Tahj Bullock’s drive through tour of Blacksburg last week was the culmination of a months-long recruiting effort by Virginia Tech’s coaching staff that ended with him verbally committing on Wednesday.
The Hokies made Bullock their primary quarterback target for 2021 after Dematrius Davis decommitted on May 6. Bullock was on their recruiting board at the time, but they backed off recruiting any other quarterbacks while Davis was committed.
“It’s a business at the end of the day,” Bullock said in a phone interview this week with The Roanoke Times. “They want the best guy for them. He decommitted and that gave me an opportunity. I’m going to take advantage of any opportunity I get. I’m blessed they are even interested at all.”
It didn’t take long for Tech to reestablish the relationship with Bullock they began building in the fall. The Hokies helped themselves by speaking directly with those close to Bullock and getting to know his personality off the field.
Bullock, a 6-foot-4, 200-pound three-star recruit out of New Jersey, didn’t go more than 48 hours during that period without hearing from a member of the staff. Tech wasn’t the only team in constant contact with Bullock — Rutgers and UCLA were heavily pursuing him — but the intense recruiting push made a difference.
Tech offensive coordinator Brad Cornelsen was Bullock’s primary recruiter, but coach Justin Fuente was heavily involved as well.

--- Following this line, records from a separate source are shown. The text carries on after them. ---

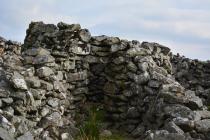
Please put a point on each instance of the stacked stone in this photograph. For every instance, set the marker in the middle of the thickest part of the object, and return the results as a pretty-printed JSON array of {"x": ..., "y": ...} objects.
[
  {"x": 141, "y": 95},
  {"x": 48, "y": 80},
  {"x": 62, "y": 68},
  {"x": 193, "y": 75}
]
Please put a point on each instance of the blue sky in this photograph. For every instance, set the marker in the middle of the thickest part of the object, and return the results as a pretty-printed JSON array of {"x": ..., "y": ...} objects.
[{"x": 182, "y": 25}]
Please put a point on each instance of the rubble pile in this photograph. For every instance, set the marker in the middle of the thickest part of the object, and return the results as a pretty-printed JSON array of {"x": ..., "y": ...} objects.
[{"x": 146, "y": 91}]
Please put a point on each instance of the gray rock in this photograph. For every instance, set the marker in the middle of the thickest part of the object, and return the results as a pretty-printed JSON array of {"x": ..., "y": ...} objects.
[
  {"x": 19, "y": 81},
  {"x": 119, "y": 60},
  {"x": 53, "y": 119},
  {"x": 106, "y": 133},
  {"x": 132, "y": 67},
  {"x": 165, "y": 135},
  {"x": 139, "y": 131},
  {"x": 54, "y": 102},
  {"x": 44, "y": 72},
  {"x": 133, "y": 113},
  {"x": 33, "y": 82},
  {"x": 43, "y": 59},
  {"x": 110, "y": 88},
  {"x": 36, "y": 51},
  {"x": 4, "y": 135},
  {"x": 154, "y": 84},
  {"x": 173, "y": 128},
  {"x": 77, "y": 76},
  {"x": 132, "y": 52},
  {"x": 80, "y": 50},
  {"x": 71, "y": 27},
  {"x": 118, "y": 47},
  {"x": 203, "y": 125},
  {"x": 45, "y": 85},
  {"x": 26, "y": 136},
  {"x": 44, "y": 111},
  {"x": 140, "y": 79},
  {"x": 68, "y": 65},
  {"x": 84, "y": 35},
  {"x": 143, "y": 66}
]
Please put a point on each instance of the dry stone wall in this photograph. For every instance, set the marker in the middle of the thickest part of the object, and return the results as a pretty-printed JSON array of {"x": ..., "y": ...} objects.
[{"x": 146, "y": 90}]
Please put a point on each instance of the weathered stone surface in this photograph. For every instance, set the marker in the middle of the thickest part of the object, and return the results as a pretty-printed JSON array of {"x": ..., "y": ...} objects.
[
  {"x": 132, "y": 52},
  {"x": 36, "y": 51},
  {"x": 77, "y": 76},
  {"x": 44, "y": 72},
  {"x": 19, "y": 81},
  {"x": 203, "y": 125},
  {"x": 4, "y": 135},
  {"x": 26, "y": 136},
  {"x": 43, "y": 59},
  {"x": 84, "y": 35},
  {"x": 144, "y": 89}
]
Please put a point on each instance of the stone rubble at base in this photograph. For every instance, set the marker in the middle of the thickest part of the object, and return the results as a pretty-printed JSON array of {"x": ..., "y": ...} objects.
[{"x": 146, "y": 91}]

“He’s been showing a lot of love to me and my family,” Bullock said of Fuente. “I appreciate everything he’s done for us. I can tell coach Fu is a great dude and that he wants the best for his players on and off the field. It’s been really good to get to know him.”
Tech organized larger virtual meetings for Bullock and his parents with a group of student-athletes — quarterback Quincy Patterson, safety Ny’Quee Hawkins and offensive lineman Tyrell Smith — and another one with the entire coaching staff. They also had calls with faculty on the academic side.

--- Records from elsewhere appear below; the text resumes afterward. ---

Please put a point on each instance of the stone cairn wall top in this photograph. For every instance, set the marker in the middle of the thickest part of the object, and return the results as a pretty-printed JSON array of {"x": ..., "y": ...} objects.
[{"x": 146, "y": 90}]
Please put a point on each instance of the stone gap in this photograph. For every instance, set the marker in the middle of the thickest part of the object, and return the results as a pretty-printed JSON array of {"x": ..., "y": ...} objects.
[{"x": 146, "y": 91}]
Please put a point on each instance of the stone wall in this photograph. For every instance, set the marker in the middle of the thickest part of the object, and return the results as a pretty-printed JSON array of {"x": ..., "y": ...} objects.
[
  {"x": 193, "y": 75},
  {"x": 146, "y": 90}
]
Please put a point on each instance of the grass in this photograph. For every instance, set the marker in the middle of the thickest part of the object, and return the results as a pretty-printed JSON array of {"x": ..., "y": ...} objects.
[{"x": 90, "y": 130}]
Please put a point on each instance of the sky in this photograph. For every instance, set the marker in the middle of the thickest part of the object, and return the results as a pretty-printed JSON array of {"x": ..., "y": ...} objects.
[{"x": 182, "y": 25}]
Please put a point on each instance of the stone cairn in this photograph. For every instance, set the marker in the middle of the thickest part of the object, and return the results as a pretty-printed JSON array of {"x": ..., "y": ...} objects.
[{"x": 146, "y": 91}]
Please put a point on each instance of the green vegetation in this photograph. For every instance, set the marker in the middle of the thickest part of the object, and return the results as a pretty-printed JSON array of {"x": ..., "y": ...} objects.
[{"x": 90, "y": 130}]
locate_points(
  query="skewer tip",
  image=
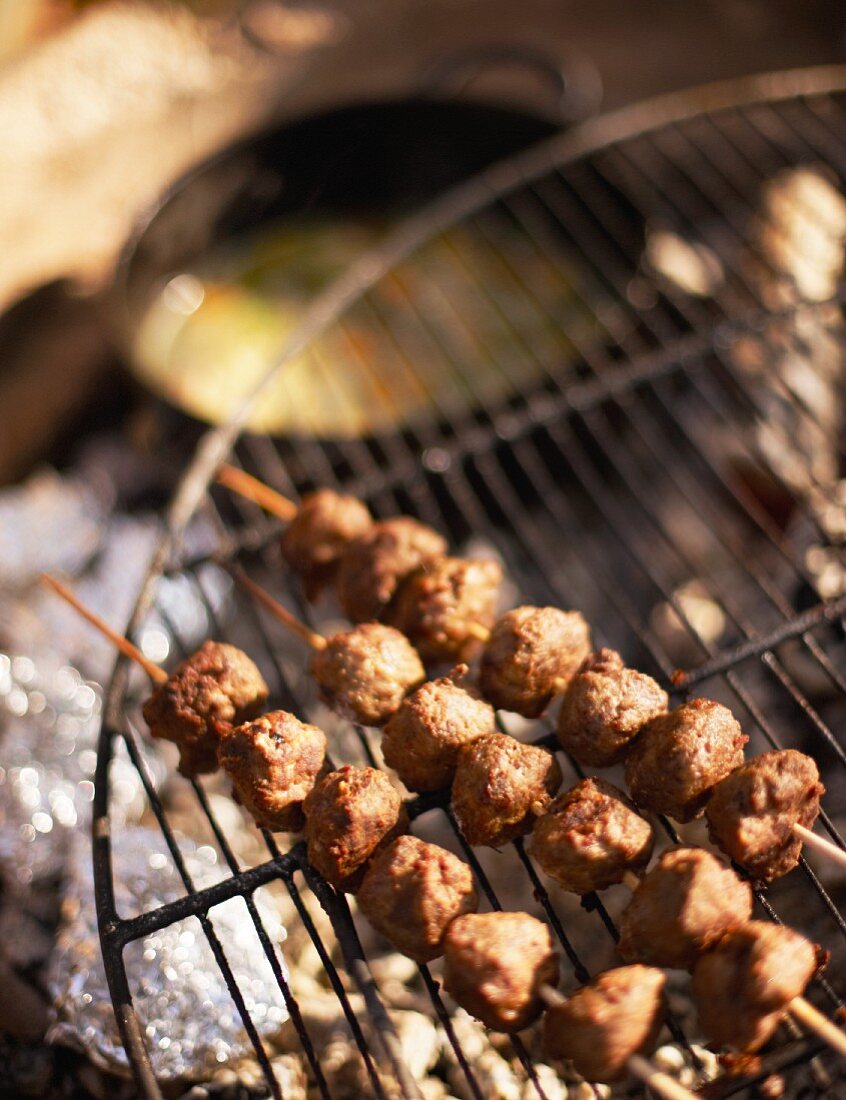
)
(155, 672)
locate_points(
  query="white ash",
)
(50, 719)
(186, 1011)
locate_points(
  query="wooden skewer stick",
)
(821, 845)
(661, 1084)
(310, 637)
(156, 673)
(246, 485)
(819, 1023)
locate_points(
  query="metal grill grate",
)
(596, 426)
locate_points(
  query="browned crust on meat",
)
(751, 813)
(606, 1022)
(374, 564)
(501, 787)
(530, 657)
(685, 902)
(273, 762)
(591, 836)
(325, 525)
(443, 602)
(495, 965)
(743, 987)
(350, 814)
(215, 689)
(605, 707)
(365, 673)
(421, 740)
(411, 893)
(681, 756)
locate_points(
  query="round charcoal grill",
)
(611, 435)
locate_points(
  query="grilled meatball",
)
(501, 787)
(679, 757)
(372, 567)
(325, 525)
(273, 762)
(215, 689)
(605, 707)
(683, 905)
(350, 815)
(530, 657)
(590, 836)
(421, 740)
(364, 673)
(494, 966)
(744, 986)
(751, 813)
(413, 891)
(599, 1029)
(440, 605)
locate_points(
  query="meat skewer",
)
(605, 707)
(413, 891)
(755, 976)
(423, 739)
(363, 673)
(607, 1026)
(351, 815)
(592, 837)
(530, 656)
(332, 536)
(692, 912)
(446, 606)
(318, 531)
(762, 812)
(501, 785)
(679, 757)
(208, 694)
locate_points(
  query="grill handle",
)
(572, 85)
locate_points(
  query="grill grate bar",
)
(579, 480)
(211, 936)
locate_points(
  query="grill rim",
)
(216, 446)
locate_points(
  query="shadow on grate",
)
(663, 454)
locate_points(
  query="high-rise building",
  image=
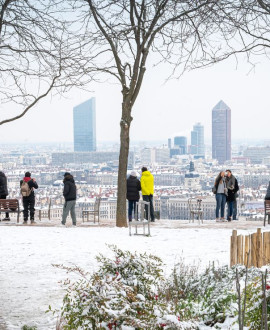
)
(181, 143)
(84, 126)
(221, 132)
(197, 140)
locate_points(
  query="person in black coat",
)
(70, 195)
(4, 191)
(133, 196)
(28, 197)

On the call with players, Bullock hit it off with Patterson right away. Tech always tries to match up recruits with a current player at the same position while Hawkins and Smith share a similar background coming out of New Jersey.

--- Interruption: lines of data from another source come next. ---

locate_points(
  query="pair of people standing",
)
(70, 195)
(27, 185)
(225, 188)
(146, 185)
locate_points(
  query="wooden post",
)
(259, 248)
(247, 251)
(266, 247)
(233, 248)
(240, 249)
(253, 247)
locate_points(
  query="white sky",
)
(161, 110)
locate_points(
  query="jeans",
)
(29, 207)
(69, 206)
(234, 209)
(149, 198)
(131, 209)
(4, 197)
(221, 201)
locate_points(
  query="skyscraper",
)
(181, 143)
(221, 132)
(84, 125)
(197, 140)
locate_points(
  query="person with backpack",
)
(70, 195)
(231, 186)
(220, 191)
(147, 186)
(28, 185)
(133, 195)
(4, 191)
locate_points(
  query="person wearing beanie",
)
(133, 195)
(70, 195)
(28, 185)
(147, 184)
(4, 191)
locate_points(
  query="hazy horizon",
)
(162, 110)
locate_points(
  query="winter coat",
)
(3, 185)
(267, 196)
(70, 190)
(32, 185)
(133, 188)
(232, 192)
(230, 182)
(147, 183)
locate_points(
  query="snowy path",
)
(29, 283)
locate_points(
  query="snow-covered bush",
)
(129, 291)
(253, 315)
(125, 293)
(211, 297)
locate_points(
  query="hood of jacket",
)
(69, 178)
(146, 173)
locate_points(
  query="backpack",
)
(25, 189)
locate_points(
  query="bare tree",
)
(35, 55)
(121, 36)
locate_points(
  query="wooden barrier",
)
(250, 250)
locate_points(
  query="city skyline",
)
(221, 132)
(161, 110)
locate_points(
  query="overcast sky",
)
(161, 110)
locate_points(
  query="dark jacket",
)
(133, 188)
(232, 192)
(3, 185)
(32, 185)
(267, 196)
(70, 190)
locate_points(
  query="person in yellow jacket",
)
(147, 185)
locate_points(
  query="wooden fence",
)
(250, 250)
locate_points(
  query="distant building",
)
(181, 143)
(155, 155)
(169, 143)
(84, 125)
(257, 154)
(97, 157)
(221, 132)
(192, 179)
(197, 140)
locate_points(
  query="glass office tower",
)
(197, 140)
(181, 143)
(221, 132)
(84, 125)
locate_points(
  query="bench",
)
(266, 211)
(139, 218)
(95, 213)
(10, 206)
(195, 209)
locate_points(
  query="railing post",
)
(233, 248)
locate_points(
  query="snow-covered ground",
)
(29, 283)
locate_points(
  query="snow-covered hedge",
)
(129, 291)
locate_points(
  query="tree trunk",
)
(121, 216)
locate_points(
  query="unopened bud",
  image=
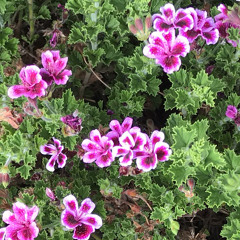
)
(139, 24)
(133, 29)
(50, 194)
(4, 176)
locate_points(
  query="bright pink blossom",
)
(54, 68)
(169, 19)
(80, 218)
(203, 26)
(231, 112)
(167, 49)
(130, 141)
(118, 129)
(154, 150)
(32, 84)
(98, 148)
(22, 225)
(57, 156)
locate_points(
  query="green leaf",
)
(183, 137)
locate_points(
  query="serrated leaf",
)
(183, 137)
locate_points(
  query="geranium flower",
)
(80, 218)
(167, 49)
(231, 112)
(54, 68)
(130, 141)
(22, 225)
(73, 122)
(98, 149)
(56, 152)
(32, 84)
(169, 19)
(203, 26)
(118, 129)
(154, 150)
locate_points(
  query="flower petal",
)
(28, 233)
(126, 140)
(71, 203)
(157, 136)
(170, 64)
(180, 47)
(87, 206)
(48, 149)
(62, 77)
(105, 160)
(162, 151)
(93, 220)
(83, 232)
(68, 219)
(61, 160)
(90, 146)
(146, 163)
(51, 163)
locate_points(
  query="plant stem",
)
(31, 20)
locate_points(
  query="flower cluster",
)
(80, 218)
(55, 150)
(233, 114)
(127, 143)
(22, 225)
(165, 47)
(35, 81)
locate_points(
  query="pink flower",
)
(203, 26)
(22, 225)
(118, 129)
(54, 68)
(130, 141)
(167, 49)
(169, 19)
(80, 218)
(56, 152)
(32, 84)
(50, 194)
(98, 149)
(154, 150)
(231, 112)
(73, 121)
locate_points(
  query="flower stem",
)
(31, 19)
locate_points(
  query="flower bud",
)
(4, 176)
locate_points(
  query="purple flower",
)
(56, 152)
(80, 218)
(98, 149)
(118, 129)
(130, 141)
(167, 49)
(231, 112)
(32, 84)
(154, 150)
(50, 194)
(203, 26)
(54, 68)
(73, 121)
(169, 19)
(22, 225)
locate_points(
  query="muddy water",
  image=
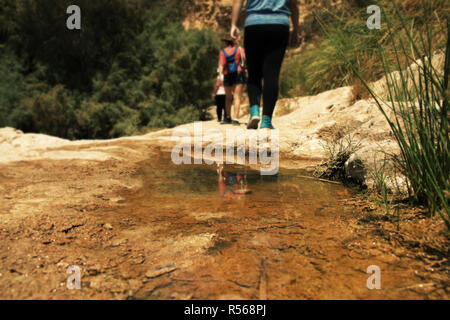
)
(206, 240)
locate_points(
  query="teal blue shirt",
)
(267, 12)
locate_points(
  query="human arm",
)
(216, 87)
(237, 6)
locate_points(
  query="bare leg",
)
(237, 100)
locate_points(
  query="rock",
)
(160, 271)
(355, 169)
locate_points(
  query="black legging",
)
(265, 46)
(220, 103)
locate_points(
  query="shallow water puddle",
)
(222, 242)
(283, 237)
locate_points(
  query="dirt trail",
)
(91, 212)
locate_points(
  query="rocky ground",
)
(71, 203)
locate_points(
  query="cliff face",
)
(216, 14)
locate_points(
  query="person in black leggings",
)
(266, 39)
(265, 46)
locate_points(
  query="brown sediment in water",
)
(154, 230)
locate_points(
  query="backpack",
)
(231, 61)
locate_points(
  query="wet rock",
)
(355, 169)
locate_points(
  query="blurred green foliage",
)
(325, 63)
(130, 68)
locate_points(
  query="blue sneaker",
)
(254, 118)
(266, 123)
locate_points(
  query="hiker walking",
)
(266, 39)
(241, 81)
(219, 96)
(229, 67)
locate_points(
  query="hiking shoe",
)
(266, 123)
(254, 118)
(227, 120)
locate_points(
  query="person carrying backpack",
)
(266, 39)
(230, 67)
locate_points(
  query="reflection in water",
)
(232, 185)
(197, 188)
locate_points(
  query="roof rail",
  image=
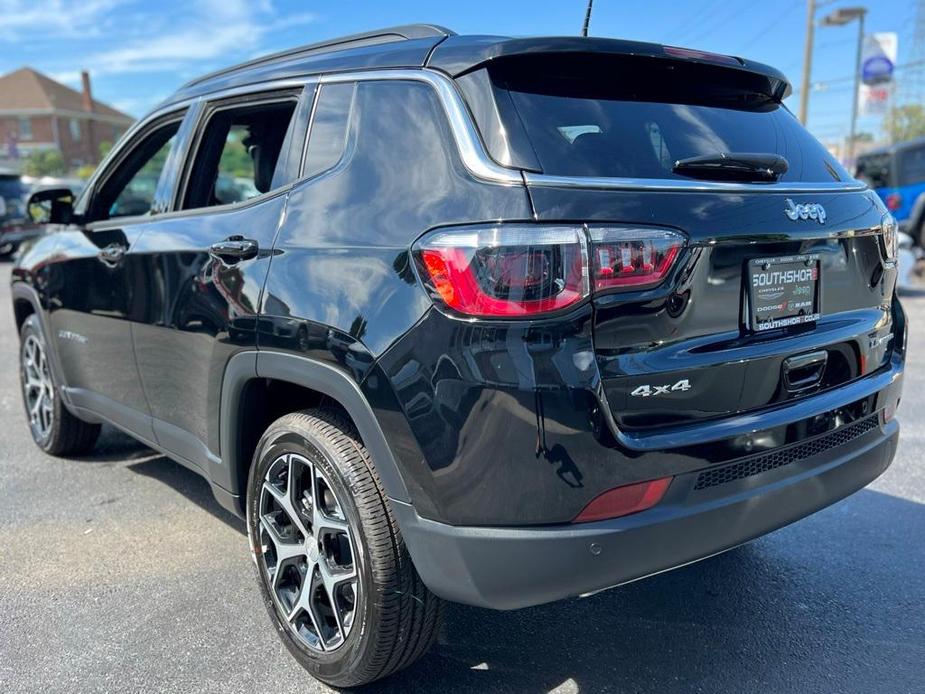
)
(367, 38)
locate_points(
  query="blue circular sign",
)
(877, 69)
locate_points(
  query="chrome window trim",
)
(468, 141)
(655, 184)
(472, 151)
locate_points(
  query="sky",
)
(139, 51)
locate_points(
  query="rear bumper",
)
(509, 568)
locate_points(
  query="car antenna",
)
(584, 29)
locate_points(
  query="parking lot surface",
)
(120, 573)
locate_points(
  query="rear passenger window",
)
(913, 169)
(328, 137)
(237, 155)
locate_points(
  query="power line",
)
(765, 29)
(706, 32)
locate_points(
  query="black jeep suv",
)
(471, 318)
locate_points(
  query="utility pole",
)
(807, 59)
(857, 86)
(584, 29)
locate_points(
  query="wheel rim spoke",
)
(302, 518)
(37, 387)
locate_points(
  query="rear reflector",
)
(523, 270)
(625, 500)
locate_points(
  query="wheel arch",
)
(248, 369)
(26, 302)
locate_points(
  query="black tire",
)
(394, 618)
(65, 434)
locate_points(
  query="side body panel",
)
(198, 311)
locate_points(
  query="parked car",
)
(14, 225)
(502, 321)
(897, 174)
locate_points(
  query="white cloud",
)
(201, 31)
(22, 20)
(216, 28)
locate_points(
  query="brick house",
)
(37, 112)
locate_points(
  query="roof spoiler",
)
(459, 55)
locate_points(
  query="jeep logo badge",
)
(811, 210)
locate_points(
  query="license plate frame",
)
(783, 291)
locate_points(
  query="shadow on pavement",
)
(832, 603)
(115, 447)
(773, 616)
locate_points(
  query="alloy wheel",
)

Bullock said those sessions helped his family get a comprehensive feel for the football program and school. The first-person accounts on the coaches call from defensive coordinator Justin Hamilton and co-defensive line coach Darryl Tapp of their success as Hokies had a big impact on the quarterback.
“Coach Ham definitely stood out and coach Tapp, he was talking to my dad a little bit and chopping it up,” Bullock said. “I could tell coach Tapp had that energy to him.”
Bullock turned down the opportunity for a virtual tour of Tech’s campus once he got a scholarship offer because he wanted to see Blacksburg in person with his parents.
The couple of hours they spent driving around town on June 12 helped Bullock make a final decision. Cornelsen acted as a guide of sorts on FaceTime since the NCAA dead period prevents the coaching staff from interacting with any recruits in person.
A pivotal moment came when Bullock walked into an empty Lane Stadium and got to envision himself taking snaps in the 65,632-seat stadium.
“It was a surreal feeling, it was different,” Bullock said. “When I stepped on the field I just thought — could I see myself playing here? I just felt that vibe. I can’t even explain it too much, it just felt right. Everyone says Blacksburg is a football town and I got to see that. It has that energy.”